All available evidence, based on general principles and procedures described by the IARC Preamble (2019) for conducting cancer hazard evaluations, was evaluated in a systematic review. This included epidemiological, experimental animal, and mechanistic data such as absorption, distribution, metabolism and excretion (ADME) data, mechanistic data for KCCs (Smith et al., 2016), and information on any emerging carcinogen mechanisms (IARC Preamble, 2019). Methods used for assessing and integrating mechanistic data were based on biological pathway-based concepts described by Smith et al. (2016) and Wikoff et al. (2019). Outcomes, such as tumour formation, observed in animal and human studies were considered in the assessment as described by the WHO IPCS (Meek et al., 2014, Meek and Wikoff, 2023).

The comprehensive search and screening of the evidence identification was followed by the appraisal of the data extraction and quality and the synthesis and identification of the data, according to the IARC preamble, which led to the “conclusion for strength of data integrated within and across evidence streams for assessing human carcinogenic hazard”.

A total of 2409 citations were screened for relevancy from the initial literature search in February 2024. An additional 14 papers were identified from hand-searching giving a total of 2423 publications.

Of these, 136 publications were retrieved and reviewed for relevance at the full-text level. The updated literature searches conducted in November 2024 and January 2025 resulted in identification of 2 recently published studies. No relevant human cancer studies were identified in the initial search, however, one relevant human cancer study was identified in the updated literature search conducted in November 2024 along with one mechanistic study in the literature search conducted on January 21, 2025. Overall, five studies in experimental animal models evaluated cancer outcomes associated with MTBE exposure. Another 73 articles contained mechanistic data, and 25 articles reported emerging carcinogenic mechanisms related to obesity, type-II diabetes, and/or insulin resistance.
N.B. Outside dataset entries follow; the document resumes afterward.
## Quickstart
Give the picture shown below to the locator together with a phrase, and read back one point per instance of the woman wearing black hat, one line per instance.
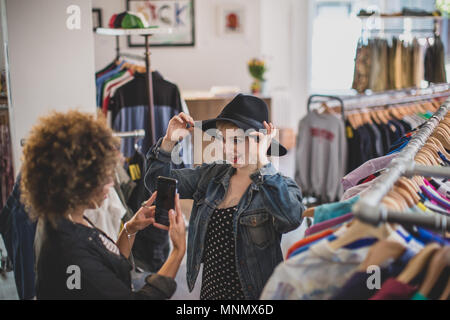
(241, 207)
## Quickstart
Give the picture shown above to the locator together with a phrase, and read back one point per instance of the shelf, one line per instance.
(403, 17)
(131, 32)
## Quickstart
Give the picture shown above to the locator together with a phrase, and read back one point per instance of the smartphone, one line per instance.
(165, 200)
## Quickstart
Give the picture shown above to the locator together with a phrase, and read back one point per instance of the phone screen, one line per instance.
(165, 200)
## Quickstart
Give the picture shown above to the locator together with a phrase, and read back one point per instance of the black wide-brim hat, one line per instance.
(246, 112)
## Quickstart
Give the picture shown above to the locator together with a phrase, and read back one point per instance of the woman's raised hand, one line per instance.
(177, 130)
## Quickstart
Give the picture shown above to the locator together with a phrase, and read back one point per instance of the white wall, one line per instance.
(213, 61)
(50, 66)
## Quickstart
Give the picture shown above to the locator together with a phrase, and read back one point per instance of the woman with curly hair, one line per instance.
(68, 165)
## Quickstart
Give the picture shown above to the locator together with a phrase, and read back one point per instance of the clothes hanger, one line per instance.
(308, 213)
(374, 116)
(366, 117)
(410, 186)
(418, 262)
(432, 154)
(390, 203)
(351, 120)
(359, 230)
(406, 195)
(440, 260)
(446, 293)
(382, 116)
(380, 253)
(440, 146)
(394, 193)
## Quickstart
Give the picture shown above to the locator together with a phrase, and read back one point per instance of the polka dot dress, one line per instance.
(220, 278)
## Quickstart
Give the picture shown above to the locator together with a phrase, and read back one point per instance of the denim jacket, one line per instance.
(272, 205)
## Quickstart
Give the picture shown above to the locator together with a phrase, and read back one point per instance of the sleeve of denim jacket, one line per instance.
(282, 197)
(160, 164)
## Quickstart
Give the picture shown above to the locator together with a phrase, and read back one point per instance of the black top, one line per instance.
(220, 277)
(72, 249)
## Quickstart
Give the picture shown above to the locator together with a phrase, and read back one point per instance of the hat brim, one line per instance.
(275, 149)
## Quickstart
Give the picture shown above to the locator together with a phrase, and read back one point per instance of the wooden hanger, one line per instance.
(403, 191)
(359, 230)
(374, 116)
(308, 213)
(440, 260)
(351, 120)
(381, 252)
(418, 262)
(446, 293)
(391, 203)
(382, 116)
(439, 146)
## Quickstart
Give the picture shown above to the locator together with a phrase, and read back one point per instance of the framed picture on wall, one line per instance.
(97, 18)
(175, 14)
(231, 20)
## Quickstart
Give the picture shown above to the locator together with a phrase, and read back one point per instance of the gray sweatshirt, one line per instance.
(321, 156)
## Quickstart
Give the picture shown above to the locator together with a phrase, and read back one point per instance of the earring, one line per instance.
(95, 204)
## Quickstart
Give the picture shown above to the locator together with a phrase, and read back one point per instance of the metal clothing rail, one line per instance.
(369, 208)
(125, 134)
(130, 134)
(391, 97)
(146, 33)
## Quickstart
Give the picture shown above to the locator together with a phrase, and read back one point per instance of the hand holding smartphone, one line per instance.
(165, 201)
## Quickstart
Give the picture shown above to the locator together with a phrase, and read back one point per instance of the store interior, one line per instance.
(345, 82)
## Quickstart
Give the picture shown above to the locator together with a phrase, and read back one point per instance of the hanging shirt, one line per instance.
(332, 210)
(108, 216)
(316, 274)
(365, 170)
(318, 173)
(356, 287)
(101, 80)
(393, 289)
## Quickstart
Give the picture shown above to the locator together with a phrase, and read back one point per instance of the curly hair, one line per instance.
(67, 159)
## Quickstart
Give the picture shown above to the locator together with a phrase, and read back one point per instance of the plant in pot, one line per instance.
(257, 68)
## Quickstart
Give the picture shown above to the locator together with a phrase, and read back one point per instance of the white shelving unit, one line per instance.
(146, 33)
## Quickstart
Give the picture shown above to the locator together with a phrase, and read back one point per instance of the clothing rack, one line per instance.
(146, 33)
(130, 134)
(360, 101)
(126, 134)
(369, 208)
(434, 30)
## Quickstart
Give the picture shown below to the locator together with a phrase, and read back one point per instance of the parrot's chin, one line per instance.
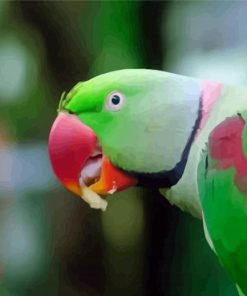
(91, 170)
(78, 161)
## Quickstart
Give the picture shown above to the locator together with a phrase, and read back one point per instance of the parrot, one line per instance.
(185, 136)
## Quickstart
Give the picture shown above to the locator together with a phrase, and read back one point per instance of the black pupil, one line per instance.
(115, 100)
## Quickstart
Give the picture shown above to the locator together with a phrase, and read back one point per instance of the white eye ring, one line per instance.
(115, 101)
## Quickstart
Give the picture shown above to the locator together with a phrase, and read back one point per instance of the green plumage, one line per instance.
(225, 212)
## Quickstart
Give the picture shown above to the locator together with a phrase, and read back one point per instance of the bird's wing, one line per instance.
(222, 185)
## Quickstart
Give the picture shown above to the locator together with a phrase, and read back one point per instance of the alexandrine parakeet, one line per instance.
(156, 129)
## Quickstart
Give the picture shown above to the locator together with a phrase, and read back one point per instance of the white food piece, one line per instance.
(93, 199)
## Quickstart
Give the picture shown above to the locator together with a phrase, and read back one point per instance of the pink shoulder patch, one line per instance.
(225, 146)
(210, 93)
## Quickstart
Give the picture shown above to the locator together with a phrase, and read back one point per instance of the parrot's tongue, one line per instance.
(78, 162)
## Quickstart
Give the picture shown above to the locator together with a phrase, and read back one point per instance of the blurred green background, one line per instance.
(51, 243)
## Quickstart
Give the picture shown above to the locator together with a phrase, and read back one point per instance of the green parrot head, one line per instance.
(142, 121)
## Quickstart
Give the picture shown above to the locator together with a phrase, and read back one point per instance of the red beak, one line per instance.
(71, 145)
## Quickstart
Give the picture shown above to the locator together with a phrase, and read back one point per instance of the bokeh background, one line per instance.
(51, 243)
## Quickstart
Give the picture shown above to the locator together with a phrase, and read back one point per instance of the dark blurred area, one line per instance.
(51, 243)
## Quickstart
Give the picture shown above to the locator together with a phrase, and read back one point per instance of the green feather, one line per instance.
(225, 212)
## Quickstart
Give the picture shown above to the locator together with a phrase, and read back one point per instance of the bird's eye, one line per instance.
(115, 101)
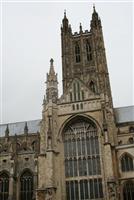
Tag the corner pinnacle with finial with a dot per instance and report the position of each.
(94, 8)
(51, 71)
(7, 131)
(26, 128)
(80, 28)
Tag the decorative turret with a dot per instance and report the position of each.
(7, 131)
(95, 22)
(80, 28)
(52, 84)
(26, 128)
(66, 27)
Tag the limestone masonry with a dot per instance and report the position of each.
(82, 148)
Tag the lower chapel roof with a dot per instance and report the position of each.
(122, 115)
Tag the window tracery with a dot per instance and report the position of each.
(128, 190)
(77, 53)
(26, 186)
(82, 161)
(127, 163)
(88, 51)
(4, 186)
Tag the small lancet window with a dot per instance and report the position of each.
(4, 186)
(128, 190)
(127, 163)
(92, 86)
(26, 186)
(88, 51)
(77, 53)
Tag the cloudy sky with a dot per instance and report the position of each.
(30, 36)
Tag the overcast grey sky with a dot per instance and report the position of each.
(31, 36)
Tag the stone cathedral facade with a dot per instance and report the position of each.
(82, 148)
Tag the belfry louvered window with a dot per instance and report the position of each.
(82, 161)
(77, 53)
(26, 188)
(4, 186)
(128, 190)
(127, 163)
(88, 51)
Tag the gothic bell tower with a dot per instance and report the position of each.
(83, 56)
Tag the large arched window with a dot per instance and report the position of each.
(4, 186)
(128, 191)
(92, 86)
(77, 53)
(127, 163)
(82, 160)
(88, 51)
(26, 186)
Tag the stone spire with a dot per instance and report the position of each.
(7, 131)
(80, 28)
(95, 22)
(52, 84)
(49, 134)
(66, 27)
(26, 128)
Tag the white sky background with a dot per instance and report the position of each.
(31, 36)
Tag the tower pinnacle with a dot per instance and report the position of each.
(52, 84)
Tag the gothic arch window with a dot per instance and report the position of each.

In this systematic review of MTBE’s evidence base associated with carcinogenic activity, one human study, five experimental animal cancer studies, along with a significant volume of mechanistic data mapped across the KCCs was reviewed to assess the potential of MTBE’s carcinogenic hazard in humans. Following data integration with animal models and mechanistic data such as ADME and for KCCs, the conclusion reached is that MTBE is unlikely to be a carcinogenic hazard in humans.

Based on the integration of reliable studies and endpoint methodology, three standard experimental animal studies, along with mechanistic data organized, evaluated, and integration across ten KCCs was considered to inform the human carcinogenic potential of MTBE. Although a low, and non-reproducible tumour incidence was identified in three standard reliable cancer studies, MTBE’s lack of genotoxic activity and with limited strength of activity across the other KCCs does not support concern for carcinogenic activity in humans.

As such, a biologically plausible mechanism leading to carcinogenic activity of MTBE that would operate in humans is not evident within this significant evidence base supported mainly by animal in vivo studies.